Making games in Go: 3 months without LLMs vs. 3 days with LLMs

“Where are all the LLM-made games?”

  • Some argue that if a solo dev can build a game in 24h, LLMs should enable polished Steam-ready games in days, yet there’s no visible explosion of quality titles.
  • Others counter that ~50+ games already release on Steam daily; the bar for visibility and success, not raw output, is the real constraint.

What’s actually hard about making games

  • Strong theme: “code is not the bottleneck.” The hard parts are:
    • Fun and novel mechanics, balance, pacing, and content.
    • High-quality, coherent art, animation, sound, and UX.
    • Marketing, discoverability, risk, and post-launch support.
  • Counterview: for many non–game dev engineers, coding is a bottleneck; LLMs help them cross engine/graphics learning curves.

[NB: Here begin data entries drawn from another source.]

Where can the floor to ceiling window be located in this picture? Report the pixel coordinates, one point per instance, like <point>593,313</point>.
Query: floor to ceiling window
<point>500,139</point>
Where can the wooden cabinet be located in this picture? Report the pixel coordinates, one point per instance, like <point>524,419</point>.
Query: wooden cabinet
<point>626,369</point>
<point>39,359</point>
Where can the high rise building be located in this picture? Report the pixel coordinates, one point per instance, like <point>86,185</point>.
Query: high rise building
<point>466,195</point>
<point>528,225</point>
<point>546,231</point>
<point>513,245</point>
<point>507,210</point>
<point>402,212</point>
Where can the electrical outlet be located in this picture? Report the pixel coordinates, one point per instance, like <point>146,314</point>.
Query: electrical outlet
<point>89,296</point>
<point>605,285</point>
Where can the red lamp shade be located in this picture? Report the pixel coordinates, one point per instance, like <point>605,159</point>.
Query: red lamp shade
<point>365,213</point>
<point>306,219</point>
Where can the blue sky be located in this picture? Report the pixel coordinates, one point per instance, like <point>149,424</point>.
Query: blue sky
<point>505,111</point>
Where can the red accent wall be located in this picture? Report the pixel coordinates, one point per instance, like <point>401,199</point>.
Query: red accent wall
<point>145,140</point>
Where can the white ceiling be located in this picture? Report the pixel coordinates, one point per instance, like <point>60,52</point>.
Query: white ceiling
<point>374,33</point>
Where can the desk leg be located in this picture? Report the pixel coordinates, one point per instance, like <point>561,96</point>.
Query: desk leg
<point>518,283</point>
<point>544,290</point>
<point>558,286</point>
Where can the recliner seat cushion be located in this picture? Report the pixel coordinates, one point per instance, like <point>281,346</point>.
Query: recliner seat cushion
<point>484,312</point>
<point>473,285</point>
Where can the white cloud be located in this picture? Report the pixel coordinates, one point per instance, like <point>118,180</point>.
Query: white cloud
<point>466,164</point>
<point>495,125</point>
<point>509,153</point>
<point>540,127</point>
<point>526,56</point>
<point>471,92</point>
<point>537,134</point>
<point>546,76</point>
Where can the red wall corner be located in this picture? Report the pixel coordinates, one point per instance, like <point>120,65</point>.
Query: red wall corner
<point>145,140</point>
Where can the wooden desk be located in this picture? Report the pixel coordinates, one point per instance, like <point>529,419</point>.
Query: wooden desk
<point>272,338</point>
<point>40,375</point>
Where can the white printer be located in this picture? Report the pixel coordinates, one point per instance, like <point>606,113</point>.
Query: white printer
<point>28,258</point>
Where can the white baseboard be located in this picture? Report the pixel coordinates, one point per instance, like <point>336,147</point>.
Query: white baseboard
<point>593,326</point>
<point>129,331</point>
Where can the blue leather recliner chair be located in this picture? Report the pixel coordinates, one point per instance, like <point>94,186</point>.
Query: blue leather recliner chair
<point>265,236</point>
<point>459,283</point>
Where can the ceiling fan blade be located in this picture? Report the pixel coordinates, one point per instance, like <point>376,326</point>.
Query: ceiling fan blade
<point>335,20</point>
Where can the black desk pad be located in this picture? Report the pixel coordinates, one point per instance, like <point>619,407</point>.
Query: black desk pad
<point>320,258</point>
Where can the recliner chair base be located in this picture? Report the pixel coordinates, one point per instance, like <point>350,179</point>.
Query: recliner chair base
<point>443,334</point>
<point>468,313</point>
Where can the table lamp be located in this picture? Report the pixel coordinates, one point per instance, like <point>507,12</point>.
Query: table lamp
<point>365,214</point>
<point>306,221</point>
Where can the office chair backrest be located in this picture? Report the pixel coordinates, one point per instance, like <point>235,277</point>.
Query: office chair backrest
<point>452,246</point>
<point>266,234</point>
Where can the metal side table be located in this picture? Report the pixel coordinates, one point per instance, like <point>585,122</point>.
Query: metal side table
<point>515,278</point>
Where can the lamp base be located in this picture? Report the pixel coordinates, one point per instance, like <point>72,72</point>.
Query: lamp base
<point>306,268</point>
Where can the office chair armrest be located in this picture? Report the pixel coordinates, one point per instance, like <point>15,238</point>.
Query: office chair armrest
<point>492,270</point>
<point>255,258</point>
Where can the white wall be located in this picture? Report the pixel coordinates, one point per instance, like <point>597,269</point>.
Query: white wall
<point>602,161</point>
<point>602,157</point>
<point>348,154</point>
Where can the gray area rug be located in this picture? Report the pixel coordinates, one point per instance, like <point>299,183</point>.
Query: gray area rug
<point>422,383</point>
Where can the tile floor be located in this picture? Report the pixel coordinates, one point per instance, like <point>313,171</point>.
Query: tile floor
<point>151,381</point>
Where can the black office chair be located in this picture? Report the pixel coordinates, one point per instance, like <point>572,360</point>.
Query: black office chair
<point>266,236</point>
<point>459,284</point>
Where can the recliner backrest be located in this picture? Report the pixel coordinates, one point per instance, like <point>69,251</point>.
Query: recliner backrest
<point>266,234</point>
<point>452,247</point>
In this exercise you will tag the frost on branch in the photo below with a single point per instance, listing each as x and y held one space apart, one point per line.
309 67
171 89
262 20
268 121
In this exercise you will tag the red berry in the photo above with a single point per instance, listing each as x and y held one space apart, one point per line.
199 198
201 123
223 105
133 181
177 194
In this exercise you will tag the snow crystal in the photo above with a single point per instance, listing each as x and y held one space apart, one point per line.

Impact of LLMs and Steam release stats

  • Some see 2024 Steam releases as noticeably above trend and attribute some of that to AI, especially cheap NSFW/shovelware.
  • Others say growth is modest vs pre-AI trajectory; if LLMs were truly 10× multipliers, releases would spike far more.

LLMs as coding assistants, not designers

  • LLMs excel at:
    • Refactoring or re-targeting existing code (e.g., cloning one card game backend to another).
    • Boilerplate, glue code, and exploring unfamiliar languages.
  • They struggle with:
    • Greenfield, ambiguous design.
    • Deep gameplay iteration and debugging without strong human guidance.
  • Comparison in the article is criticized as unfair: the “3‑day” version reused code and learnings from a 3‑month first attempt.

AI for assets and playtesting

  • Image models are widely seen as useful but inconsistent for reusable assets (e.g., sprite sheets, consistent characters, multiple poses).
  • Many consider current AI art “cheap” looking, but note that many low-budget games look bad anyway.
  • Prejudice and potential backlash against AI art still deter some devs.
  • Idea of AI playtesters sparks debate: some think data-driven models could help with balance and engagement; others doubt AI can judge “fun” or fear it will optimize for bland, hyper-engaging designs.

Go, WASM, and architecture

  • Several question using a Go “backend” compiled to WASM for a purely client-side card game, calling it overengineered versus plain JavaScript.
  • Discussion notes that static typing (Go, Rust) tends to work better with agentic LLM tools than dynamic languages, due to fast compile-time feedback.